Reza Gunadha | Rifan Aditya
Kamis, 24 Oktober 2019 |
16:35 WIB
Presiden Joko Widodo (kedua
kanan) didampingi Ibu Negara Iriana Joko Widodo (kanan) menyalami Menteri
Pertahanan Prabowo Subianto seusai pelantikan menteri Kabinet Indonesia Maju di
Istana Negara, Jakarta, Rabu (23/10). [ANTARA FOTO/Wahyu Putro]
Suara.com - Peneliti asing menilai, keputusan
Presiden Jokowi untuk
menunjuk Ketua Umum Partai Gerindra Prabowo Subianto sebagai Menteri Pertahanan RI
terbilang kontroversial.
Dikutip dari The New York Times, Rabu
(23/10/2019), Profesor National War College Washington, Zachary Abuza
mengatakan, "Prabowo Subianto memiliki catatan panjang pelanggaran hak
asasi manusia saat menjadi komandan Kopassus di Timor Timur."
Prabowo disebut sebagai seorang mantan jenderal yang
dipecat dari militer karena melanggar hukum dan hak asasi manusia.
Keputusan Jokowi memilih Prabowo menjadi menhan dianggap sebagai
langkah kontroversial kedua, setelah sebelumnya sang presiden menyetujui revisi
UU Komisi Pemberantasan Korupsi.
Dalam laporan yang dimuat media asal Amerika ini juga
tertulis, pengangkatan Prabowo mengindikasikan Presiden Jokowi ingin membatasi
kebebasan publik dan mempertahankan koalisi.

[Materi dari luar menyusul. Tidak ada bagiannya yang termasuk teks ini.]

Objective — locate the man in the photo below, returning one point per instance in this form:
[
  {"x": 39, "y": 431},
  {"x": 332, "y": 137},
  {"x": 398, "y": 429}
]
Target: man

Dengan membatasi kebebasan publik, Zachary Abuza menilai
Jokowi menginginkan semua agenda ekonomi rezimnya bisa berjalan lancar.

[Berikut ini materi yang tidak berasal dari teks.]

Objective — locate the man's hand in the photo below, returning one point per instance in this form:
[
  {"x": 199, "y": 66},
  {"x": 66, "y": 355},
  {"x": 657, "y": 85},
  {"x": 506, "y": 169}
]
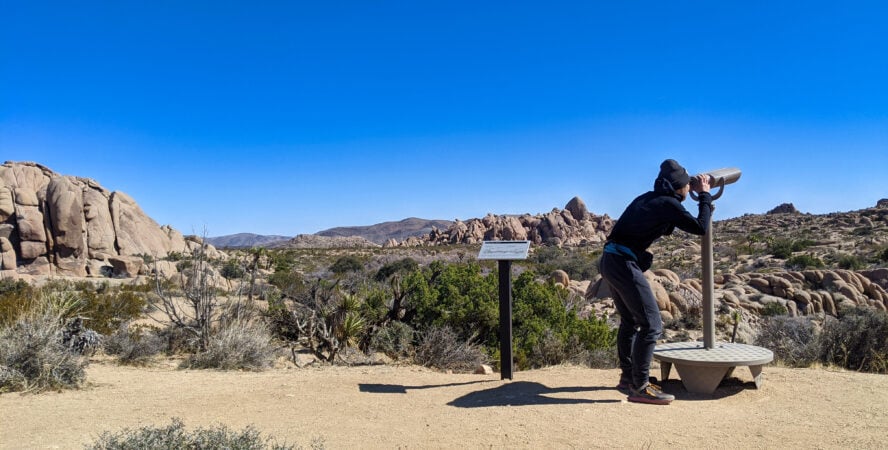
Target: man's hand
[{"x": 701, "y": 184}]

Padahal, kata dia, Prabowo selama bertahun-tahun dilarang
memasuki Amerika Serikat karena kasus pelanggaran HAM di Timtim dan kasus tahun
1998.
Abuza juga mengungkit kekalahan Prabowo dalam pemilu
bulan April lalu dan tahun 2014. Pada saat itu, Prabowo menuduh KPU melakukan
penipuan yang meluas.
"Sebagai kandidat presiden, dia menjadi pemimpin
bagi kelompok Islamis dan memobilisasi kelompok-kelompok Islamis. Prabowo
meminta mereka untuk turun ke jalan untuk memperebutkan hasil pemilu, merusak
aturan hukum," kata kata Abuza.
Sementara itu menurut Evan Laksmana, seorang peneliti
senior di Center for Strategic and International Studies di Jakarta,
berpendapat Jokowi sengaja menunjuk Prabowo sebagai menhan untuk menerapkan
strategi kabinet saingan.
"Ini pertaruhan besar. Ini adalah strategi
penyeimbangan klasik yang banyak digunakan oleh para pemimpin Jawa," kata
Laksmana.
Sebelumnya, Aaron Connelly, seorang peneliti di
International Institute for Strategic Studies, juga mengkritik pengangkatan
kembali Siti Nurbaya Bakar dan Yasonna Laoly sebagai menteri.
Melalui akun Twitternya, Aaron mengatakan,
"Mengangkat kembali Siti Nurbaya Bakar sebagai menteri kehutanan dan
lingkungan hidup serta Yasonna Laoly sebagai menteri hukum dan HAM menunjukkan
bahwa Jokowi sama sekali tidak peduli dengan protes mahasiswa."